Cherryh propone en “Cyteen” un futuro humano probable y sin embargo, totalmente ajeno al de la madre Tierra. Un futuro en la que en el planeta natal queda poco espacio y ya hay generaciones que nacieron en el espacio exterior, muy lejos del sistema original, y con las mismas necesidades básicas que en la Tierra: crecer y multiplicarse para prosperar. La población natural y sus formas habituales de reproducción no son suficientes para poblar mundos hostiles, y se recurre a los úteros mecánicos y a la clonación de humanos y “azis”. Los azis también son tan de carne y hueso, y tan clones y objeto de manipulación genética como los humanos, pero la diferencia fundamental con éstos es su educación: reciben información a partir de programas específicos desde el mismo momento de su nacimiento. Semejante formación — que genera desde sirvientes de escasas luces y emociones estables hasta genios al borde de la locura, pasando por ejércitos soberbiamente preparados para exterminar y sobrevivir — no exime a los azis se ser “propiedad privada” de sus amos humanos. Son el equivalente futurístico de los siervos de la gleba, con amos que, si lo desean, gozan inclusive del derecho de pernada.

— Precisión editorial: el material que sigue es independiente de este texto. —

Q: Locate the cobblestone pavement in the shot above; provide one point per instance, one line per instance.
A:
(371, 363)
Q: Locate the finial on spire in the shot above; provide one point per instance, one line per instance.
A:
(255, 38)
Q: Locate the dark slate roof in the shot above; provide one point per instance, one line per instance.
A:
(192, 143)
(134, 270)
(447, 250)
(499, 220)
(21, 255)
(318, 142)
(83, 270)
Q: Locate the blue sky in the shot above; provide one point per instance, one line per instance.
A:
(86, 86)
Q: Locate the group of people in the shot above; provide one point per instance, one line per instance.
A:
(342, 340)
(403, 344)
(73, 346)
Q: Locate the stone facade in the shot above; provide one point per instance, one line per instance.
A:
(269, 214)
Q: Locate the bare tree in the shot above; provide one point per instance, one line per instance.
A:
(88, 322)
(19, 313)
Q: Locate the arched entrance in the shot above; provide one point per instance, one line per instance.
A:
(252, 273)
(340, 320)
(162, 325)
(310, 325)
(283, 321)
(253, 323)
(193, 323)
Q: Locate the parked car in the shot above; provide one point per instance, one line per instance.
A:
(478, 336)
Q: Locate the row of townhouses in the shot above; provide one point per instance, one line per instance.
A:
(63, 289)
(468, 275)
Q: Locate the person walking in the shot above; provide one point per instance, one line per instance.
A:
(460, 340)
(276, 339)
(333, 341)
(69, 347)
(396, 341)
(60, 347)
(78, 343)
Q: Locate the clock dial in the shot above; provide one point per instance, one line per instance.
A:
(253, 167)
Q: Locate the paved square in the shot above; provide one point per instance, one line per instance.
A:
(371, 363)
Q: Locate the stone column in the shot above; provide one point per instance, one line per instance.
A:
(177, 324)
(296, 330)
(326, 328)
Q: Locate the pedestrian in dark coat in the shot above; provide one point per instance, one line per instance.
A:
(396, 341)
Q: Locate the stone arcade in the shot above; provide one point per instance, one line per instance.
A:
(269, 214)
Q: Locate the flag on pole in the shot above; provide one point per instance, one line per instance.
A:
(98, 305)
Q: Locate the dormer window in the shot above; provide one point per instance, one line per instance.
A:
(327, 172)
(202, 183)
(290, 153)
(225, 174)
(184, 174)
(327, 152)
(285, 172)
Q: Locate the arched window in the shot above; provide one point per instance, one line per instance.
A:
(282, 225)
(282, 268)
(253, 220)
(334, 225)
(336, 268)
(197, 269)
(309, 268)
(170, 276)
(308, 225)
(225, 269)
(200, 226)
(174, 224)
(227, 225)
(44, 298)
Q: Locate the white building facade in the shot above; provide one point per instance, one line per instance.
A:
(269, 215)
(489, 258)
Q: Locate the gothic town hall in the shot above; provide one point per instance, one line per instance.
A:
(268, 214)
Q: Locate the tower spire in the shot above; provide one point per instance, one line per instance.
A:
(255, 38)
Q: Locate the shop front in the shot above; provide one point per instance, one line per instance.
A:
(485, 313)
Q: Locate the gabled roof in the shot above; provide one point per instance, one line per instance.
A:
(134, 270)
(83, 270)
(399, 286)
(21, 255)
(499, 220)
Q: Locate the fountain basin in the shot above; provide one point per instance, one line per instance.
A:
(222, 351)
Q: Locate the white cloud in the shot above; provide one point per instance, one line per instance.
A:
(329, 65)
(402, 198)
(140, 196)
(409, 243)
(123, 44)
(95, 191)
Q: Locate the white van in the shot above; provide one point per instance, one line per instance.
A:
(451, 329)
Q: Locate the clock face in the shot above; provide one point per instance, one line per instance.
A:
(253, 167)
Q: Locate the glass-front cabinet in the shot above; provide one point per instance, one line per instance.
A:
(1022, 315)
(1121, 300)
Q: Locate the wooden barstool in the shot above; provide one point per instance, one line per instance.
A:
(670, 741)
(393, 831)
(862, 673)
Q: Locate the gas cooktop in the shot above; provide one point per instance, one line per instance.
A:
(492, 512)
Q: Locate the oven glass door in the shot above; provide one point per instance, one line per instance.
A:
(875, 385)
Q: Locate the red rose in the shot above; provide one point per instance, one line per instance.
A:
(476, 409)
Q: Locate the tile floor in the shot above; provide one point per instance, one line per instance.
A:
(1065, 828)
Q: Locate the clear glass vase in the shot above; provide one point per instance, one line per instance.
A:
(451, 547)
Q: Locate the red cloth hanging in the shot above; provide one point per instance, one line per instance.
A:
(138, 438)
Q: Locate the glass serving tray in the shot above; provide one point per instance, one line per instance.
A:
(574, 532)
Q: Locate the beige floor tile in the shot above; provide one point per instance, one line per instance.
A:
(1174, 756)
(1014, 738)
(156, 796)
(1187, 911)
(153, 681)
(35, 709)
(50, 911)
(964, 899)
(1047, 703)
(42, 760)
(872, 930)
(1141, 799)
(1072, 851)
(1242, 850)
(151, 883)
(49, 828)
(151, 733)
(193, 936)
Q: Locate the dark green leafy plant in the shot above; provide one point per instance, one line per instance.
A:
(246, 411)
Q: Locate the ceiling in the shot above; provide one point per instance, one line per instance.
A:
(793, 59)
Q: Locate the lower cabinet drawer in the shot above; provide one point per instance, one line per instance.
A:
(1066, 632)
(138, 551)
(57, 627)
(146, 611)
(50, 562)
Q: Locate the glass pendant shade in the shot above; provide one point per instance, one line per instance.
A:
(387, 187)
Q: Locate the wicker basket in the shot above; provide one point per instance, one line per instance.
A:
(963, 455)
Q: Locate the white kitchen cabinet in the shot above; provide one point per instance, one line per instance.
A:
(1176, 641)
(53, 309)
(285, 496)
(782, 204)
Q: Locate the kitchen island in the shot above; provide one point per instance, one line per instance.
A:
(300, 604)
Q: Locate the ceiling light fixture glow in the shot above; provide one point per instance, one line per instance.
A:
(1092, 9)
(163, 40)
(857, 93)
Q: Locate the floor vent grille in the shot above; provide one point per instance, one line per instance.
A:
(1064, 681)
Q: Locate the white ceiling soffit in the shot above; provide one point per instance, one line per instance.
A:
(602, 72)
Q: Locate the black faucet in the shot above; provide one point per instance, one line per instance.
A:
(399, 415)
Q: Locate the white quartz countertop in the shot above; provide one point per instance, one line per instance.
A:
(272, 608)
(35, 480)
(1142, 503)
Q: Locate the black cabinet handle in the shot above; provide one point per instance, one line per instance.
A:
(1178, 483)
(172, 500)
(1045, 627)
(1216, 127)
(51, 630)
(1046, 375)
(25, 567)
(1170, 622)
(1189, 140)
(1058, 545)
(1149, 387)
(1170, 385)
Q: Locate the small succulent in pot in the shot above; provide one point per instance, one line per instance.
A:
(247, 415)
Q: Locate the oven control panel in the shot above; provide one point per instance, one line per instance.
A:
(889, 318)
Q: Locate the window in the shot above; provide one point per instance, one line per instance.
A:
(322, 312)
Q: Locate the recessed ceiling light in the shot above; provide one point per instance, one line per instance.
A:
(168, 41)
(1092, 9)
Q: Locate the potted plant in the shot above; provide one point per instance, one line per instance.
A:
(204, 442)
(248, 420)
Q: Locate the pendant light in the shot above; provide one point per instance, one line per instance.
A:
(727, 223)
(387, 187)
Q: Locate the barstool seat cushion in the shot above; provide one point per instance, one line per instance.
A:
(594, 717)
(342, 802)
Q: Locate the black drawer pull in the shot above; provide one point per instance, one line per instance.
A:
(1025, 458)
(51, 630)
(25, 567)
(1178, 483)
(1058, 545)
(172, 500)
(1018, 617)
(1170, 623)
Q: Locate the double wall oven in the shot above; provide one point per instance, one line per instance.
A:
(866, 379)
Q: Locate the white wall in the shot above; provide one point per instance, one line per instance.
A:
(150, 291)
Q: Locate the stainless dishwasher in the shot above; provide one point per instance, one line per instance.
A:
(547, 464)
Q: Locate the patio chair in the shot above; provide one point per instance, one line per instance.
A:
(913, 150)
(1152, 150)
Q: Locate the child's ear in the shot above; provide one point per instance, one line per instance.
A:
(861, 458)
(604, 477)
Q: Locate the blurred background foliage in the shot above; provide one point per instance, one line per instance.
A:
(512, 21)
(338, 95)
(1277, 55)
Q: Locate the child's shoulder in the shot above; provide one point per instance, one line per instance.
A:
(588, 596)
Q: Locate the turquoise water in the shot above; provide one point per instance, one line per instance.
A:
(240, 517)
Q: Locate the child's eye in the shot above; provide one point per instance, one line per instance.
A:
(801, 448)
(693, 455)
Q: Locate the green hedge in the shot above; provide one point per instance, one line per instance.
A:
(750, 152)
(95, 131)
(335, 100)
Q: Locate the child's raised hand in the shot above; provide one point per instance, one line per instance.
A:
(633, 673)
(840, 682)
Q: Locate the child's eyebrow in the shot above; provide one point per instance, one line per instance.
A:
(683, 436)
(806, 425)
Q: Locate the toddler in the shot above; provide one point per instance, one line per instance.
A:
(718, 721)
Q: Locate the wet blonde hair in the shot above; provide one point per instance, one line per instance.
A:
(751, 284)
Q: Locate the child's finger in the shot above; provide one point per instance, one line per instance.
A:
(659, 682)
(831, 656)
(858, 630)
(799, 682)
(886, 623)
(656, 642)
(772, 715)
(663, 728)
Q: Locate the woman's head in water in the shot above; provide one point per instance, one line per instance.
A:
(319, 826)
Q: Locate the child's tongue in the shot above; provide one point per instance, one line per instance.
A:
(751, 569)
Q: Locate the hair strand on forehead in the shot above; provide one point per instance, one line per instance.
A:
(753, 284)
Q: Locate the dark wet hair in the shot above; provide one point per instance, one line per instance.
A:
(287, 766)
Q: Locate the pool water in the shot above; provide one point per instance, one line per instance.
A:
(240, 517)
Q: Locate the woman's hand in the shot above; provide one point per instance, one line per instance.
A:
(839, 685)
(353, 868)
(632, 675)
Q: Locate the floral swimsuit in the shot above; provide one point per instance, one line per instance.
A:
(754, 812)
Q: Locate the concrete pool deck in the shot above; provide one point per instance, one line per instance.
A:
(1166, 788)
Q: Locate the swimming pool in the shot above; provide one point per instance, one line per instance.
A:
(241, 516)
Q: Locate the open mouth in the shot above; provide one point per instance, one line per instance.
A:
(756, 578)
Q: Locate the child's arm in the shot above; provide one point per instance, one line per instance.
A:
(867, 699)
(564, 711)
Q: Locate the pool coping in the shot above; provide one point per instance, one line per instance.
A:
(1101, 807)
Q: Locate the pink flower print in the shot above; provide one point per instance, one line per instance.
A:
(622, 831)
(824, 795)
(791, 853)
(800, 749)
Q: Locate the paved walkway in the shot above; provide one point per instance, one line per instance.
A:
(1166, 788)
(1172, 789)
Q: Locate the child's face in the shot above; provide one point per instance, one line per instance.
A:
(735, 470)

En tanto, los humanos continúan creciendo en un ambiente que los llena de estímulos al azar, lleno de situaciones inesperadas de prueba-y-error. Eso es lo que les otorga esa inasible diferencia cualitativa, lo que les da el don supremo de la toma de decisión en lo que transcurre un latido de corazón. El humano se autoconcede el ejercicio de la duda, ejercicio que puede destruir sin remedio la mente de un azi, que no está programado para dudar.
Esa misma duda que humanizó a Descartes, es la que finalmente desequilibra la balanza. Eternizarnos a través de nuestra mente transferida a una carne renovada no es la solución. Parece tentador pero la lección puede ser terrible porque, ¿quién quiere repetir eternamente sus errores?